Music & Silence by Rose Tremain is one of Girlahead’s all-time favourite reads. Set in seventeenth-century Denmark, it is based partly around the court orchestra that sits all day long in a pit below the royal rooms, ready to play at a moment’s notice. The sound wafts up through grills in the floorboards. (Another memory of the book is that the ladies of court had their teeth extracted, for vanity for vanity, and replacement ‘teeth’ were held together with string or regal silk and clattered the whole time.)
At JOALI BEING, music is not underground but all around. Listen to the gentle swish of the Maldivian waves against the sturdy legs holding each villa in place. Occasionally, but not too often, a distant whirring announces a movement of a Twin Otter seaplane, bringing new arrivals or taking away the departed: either transaction, a full management contingent is on hand, to wave in, wave away.
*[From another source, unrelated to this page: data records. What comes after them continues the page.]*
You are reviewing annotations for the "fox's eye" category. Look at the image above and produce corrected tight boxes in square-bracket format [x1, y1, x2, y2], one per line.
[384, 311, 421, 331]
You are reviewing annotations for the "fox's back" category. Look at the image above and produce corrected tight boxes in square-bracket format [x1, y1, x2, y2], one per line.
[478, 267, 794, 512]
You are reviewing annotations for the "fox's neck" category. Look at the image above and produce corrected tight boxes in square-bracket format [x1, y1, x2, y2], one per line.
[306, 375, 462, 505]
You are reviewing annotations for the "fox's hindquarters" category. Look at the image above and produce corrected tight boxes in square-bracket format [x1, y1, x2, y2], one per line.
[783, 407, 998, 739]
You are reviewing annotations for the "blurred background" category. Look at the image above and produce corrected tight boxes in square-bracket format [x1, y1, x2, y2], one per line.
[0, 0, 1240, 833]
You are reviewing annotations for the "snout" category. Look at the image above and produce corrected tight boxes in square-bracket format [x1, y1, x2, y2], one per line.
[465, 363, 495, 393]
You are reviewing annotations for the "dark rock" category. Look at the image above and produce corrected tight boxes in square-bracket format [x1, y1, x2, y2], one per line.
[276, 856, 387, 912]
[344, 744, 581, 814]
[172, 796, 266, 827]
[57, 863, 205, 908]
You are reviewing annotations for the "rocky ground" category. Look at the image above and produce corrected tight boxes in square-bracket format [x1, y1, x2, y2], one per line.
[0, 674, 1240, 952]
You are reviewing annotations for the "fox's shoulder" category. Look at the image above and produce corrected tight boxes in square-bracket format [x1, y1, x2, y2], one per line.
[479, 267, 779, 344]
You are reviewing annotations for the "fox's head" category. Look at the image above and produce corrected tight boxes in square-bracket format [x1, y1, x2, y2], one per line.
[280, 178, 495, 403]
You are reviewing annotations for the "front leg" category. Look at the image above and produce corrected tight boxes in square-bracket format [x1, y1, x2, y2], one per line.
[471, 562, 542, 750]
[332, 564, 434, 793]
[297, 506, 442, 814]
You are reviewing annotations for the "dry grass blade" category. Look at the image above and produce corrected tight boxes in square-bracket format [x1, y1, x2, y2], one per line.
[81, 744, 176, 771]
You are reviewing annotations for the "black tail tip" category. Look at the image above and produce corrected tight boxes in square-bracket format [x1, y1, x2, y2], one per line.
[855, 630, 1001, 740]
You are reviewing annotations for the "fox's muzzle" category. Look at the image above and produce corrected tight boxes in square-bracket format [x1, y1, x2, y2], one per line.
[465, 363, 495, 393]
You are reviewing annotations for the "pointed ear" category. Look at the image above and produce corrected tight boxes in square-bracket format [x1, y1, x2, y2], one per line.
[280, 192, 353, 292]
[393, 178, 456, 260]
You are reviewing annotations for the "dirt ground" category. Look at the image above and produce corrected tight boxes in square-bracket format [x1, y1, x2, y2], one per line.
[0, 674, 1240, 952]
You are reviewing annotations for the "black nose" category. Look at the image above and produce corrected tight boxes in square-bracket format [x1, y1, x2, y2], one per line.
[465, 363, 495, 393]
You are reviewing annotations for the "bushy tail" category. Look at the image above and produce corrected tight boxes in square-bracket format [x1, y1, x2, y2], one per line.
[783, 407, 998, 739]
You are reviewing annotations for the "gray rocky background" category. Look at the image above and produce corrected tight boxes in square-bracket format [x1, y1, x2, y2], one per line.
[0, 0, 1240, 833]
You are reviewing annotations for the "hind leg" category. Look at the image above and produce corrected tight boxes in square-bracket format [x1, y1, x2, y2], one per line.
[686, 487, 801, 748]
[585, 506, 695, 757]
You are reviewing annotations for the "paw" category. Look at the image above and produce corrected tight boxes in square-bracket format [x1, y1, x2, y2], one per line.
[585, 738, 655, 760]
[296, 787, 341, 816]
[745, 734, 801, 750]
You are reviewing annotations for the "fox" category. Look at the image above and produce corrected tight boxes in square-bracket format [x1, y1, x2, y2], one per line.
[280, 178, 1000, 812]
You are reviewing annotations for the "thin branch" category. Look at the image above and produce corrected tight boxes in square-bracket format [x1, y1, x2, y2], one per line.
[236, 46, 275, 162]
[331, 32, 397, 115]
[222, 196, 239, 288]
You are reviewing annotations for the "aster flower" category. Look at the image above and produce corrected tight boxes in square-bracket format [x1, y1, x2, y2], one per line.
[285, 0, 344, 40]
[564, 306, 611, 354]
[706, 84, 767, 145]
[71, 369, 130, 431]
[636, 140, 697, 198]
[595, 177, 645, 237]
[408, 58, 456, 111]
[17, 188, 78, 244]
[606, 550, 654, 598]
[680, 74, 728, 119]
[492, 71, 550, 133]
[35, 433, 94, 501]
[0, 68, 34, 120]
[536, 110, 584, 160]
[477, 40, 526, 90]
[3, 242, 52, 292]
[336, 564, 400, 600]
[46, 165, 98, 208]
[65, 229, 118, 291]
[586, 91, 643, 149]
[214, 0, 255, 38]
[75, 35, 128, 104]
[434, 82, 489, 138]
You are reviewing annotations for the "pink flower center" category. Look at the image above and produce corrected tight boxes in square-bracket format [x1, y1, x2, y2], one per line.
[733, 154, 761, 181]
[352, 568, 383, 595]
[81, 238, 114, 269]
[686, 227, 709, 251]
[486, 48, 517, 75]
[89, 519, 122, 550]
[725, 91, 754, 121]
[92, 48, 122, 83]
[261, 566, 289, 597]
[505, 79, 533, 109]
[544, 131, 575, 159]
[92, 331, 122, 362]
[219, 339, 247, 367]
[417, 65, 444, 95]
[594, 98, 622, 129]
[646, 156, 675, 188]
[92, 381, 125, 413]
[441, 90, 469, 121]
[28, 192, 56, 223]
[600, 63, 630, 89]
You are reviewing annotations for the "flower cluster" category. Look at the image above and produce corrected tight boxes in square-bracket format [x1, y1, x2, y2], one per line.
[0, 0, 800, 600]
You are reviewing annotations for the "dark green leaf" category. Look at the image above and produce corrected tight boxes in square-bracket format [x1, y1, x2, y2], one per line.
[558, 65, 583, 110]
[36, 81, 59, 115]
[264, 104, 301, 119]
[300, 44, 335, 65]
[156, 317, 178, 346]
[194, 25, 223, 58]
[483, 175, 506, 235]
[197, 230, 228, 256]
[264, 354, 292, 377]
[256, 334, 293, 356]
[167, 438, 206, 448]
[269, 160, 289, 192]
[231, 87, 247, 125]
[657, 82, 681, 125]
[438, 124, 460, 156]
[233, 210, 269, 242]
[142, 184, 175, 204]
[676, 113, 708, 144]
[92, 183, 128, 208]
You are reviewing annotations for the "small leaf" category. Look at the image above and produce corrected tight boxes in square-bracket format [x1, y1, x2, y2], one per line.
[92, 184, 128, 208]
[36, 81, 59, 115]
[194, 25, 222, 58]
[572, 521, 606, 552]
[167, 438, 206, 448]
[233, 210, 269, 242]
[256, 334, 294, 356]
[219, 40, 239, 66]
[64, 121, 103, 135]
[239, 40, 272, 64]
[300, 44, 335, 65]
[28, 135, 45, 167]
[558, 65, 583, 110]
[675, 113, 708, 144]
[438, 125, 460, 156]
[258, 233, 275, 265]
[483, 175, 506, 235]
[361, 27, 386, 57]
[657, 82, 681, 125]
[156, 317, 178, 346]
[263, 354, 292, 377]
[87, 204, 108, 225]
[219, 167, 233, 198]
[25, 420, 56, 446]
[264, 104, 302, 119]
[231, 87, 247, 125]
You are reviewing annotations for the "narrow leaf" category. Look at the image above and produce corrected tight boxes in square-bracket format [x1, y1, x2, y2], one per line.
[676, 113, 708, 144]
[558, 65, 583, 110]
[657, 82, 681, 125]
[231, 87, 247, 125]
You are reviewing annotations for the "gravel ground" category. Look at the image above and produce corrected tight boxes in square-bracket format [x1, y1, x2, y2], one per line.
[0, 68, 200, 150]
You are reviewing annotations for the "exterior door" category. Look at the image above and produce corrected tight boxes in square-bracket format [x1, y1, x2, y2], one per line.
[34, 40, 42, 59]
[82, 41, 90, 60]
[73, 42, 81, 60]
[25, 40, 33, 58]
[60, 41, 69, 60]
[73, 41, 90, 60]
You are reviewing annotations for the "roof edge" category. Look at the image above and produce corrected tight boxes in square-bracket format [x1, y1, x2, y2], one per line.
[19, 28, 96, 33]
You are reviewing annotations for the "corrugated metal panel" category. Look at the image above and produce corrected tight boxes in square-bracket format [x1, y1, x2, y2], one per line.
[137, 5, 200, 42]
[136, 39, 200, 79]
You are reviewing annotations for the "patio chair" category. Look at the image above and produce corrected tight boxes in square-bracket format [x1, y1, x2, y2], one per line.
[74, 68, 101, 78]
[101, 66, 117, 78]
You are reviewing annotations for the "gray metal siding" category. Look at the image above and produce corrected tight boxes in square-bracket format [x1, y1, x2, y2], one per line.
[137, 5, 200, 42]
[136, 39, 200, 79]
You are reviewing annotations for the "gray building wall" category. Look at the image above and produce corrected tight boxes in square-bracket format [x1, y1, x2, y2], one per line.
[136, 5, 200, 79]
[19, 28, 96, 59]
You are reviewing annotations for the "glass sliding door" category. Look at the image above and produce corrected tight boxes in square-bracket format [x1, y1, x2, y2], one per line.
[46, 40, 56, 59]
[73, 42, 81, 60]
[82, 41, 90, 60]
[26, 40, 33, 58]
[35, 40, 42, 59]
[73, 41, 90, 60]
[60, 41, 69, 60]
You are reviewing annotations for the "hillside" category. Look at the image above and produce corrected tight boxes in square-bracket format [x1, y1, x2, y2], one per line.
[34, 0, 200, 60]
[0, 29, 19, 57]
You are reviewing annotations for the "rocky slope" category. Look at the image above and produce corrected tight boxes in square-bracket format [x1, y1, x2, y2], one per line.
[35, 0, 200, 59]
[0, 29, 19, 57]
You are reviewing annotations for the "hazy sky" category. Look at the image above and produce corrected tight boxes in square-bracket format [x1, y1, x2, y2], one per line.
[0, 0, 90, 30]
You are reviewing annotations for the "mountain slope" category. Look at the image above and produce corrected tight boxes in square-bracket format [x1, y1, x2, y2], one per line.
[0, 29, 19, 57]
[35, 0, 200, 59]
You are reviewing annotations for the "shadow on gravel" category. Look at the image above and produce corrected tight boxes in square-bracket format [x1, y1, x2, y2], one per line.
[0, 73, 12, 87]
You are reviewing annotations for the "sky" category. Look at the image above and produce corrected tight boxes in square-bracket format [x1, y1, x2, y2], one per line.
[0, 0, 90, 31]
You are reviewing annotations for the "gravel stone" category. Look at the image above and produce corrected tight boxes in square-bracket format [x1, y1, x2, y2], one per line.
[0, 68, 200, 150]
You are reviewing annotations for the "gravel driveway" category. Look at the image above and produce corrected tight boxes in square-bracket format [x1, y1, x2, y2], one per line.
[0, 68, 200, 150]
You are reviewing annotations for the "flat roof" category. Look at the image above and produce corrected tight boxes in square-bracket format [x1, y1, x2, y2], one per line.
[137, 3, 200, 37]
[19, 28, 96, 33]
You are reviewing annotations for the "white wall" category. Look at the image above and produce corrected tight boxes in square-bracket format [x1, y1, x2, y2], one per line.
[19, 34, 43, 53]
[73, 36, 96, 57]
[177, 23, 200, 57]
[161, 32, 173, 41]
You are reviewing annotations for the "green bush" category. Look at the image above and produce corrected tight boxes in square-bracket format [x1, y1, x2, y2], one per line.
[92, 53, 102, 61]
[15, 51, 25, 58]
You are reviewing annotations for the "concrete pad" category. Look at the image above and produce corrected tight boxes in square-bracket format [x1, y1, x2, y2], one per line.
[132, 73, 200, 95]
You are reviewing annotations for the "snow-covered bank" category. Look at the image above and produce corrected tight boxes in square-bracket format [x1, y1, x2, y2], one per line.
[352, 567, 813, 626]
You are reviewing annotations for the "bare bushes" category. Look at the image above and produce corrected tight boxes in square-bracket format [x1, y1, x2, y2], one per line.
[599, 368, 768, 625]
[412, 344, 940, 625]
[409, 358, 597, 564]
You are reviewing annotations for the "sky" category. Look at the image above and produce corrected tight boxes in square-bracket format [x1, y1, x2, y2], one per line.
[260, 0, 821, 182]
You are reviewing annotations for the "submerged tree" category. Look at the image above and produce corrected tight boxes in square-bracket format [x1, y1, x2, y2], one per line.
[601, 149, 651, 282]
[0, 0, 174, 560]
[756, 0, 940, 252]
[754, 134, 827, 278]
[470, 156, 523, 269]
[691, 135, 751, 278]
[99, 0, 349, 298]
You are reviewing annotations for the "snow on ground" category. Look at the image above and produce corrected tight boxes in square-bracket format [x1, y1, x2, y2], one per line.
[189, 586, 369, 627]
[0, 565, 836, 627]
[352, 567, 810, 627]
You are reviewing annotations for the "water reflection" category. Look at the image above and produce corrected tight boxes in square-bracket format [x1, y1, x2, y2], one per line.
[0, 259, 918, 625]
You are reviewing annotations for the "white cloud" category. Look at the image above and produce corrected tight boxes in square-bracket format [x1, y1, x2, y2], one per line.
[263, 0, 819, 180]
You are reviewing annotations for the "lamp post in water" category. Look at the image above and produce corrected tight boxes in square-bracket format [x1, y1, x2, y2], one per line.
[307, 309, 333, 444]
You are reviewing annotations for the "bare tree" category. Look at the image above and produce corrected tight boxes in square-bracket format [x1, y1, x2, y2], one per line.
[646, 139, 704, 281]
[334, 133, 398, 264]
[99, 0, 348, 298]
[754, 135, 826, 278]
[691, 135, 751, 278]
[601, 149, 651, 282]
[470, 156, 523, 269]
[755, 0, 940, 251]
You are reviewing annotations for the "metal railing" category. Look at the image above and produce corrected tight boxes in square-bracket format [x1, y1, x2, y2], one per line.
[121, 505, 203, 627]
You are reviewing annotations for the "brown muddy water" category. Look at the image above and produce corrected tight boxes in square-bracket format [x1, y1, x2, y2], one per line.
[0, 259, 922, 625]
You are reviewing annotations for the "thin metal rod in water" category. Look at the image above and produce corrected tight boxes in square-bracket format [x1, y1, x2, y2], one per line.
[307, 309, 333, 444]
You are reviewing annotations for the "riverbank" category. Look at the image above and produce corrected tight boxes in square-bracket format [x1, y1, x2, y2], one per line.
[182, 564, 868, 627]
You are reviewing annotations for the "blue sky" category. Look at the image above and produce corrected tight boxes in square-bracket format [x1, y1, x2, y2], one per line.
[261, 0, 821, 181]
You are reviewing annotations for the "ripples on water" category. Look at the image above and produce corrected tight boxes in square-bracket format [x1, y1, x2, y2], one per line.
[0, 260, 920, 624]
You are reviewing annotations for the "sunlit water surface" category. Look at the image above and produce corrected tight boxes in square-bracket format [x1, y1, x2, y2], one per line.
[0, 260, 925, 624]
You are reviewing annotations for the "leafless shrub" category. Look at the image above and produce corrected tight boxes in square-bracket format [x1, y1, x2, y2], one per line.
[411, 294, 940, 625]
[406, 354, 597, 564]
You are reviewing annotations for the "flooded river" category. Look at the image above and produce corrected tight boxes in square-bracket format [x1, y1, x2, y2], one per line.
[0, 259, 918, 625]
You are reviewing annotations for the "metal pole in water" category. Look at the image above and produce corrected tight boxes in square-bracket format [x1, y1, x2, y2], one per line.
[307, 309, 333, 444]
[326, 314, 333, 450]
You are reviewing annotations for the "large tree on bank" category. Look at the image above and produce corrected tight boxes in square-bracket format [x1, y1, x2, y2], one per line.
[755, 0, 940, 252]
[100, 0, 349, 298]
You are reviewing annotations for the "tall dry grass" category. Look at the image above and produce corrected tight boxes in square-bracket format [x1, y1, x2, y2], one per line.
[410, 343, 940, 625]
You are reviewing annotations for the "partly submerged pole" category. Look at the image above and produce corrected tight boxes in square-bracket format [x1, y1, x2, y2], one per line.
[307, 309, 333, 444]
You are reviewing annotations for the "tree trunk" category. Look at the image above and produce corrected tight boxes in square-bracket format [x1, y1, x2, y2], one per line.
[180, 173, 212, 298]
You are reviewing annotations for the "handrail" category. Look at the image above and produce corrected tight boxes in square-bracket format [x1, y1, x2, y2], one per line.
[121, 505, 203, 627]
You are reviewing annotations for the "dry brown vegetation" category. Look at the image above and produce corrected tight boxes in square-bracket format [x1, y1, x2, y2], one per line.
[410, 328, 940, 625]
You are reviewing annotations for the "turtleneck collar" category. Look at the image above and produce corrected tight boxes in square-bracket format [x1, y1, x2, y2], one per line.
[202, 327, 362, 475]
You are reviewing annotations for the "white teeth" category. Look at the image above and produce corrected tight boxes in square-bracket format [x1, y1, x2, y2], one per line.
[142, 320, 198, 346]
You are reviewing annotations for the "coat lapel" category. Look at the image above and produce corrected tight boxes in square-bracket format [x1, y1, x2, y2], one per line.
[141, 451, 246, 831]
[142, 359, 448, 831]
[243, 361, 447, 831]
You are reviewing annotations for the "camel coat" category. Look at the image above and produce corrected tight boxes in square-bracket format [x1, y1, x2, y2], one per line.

There are xylophones in villas – developed in the ninth century, the percussion instrument is named for the Ancient Greek words ‘tuned wood’. There are also two xylophones set along the resort’s Discovery Sound Path.
This is an absolute brilliant idea and should be an essential for all luxury properties. First, establish a winding path through lush greenery. Then, along the way, set up permanent instruments, with clearly-visible signage. The JOALI BEING path has nine different stopping points. There is an eight-plate metal xylophone, about 1.25 metres wide, and an eight-plate black stone xylophone, twice as wide. There’s also a giant standing octopus, all stainless, that invites spectators/listeners to do just that. Put an ear to one of the tube ends and imagine and/or interpret what you hear, or think you hear.
And bet this one is new-to-you. There’s a Tonalophone, shown above. Listen into the pipes and hear the tuned spectrum of sounds from all around. Learn something every day, says Girlahead.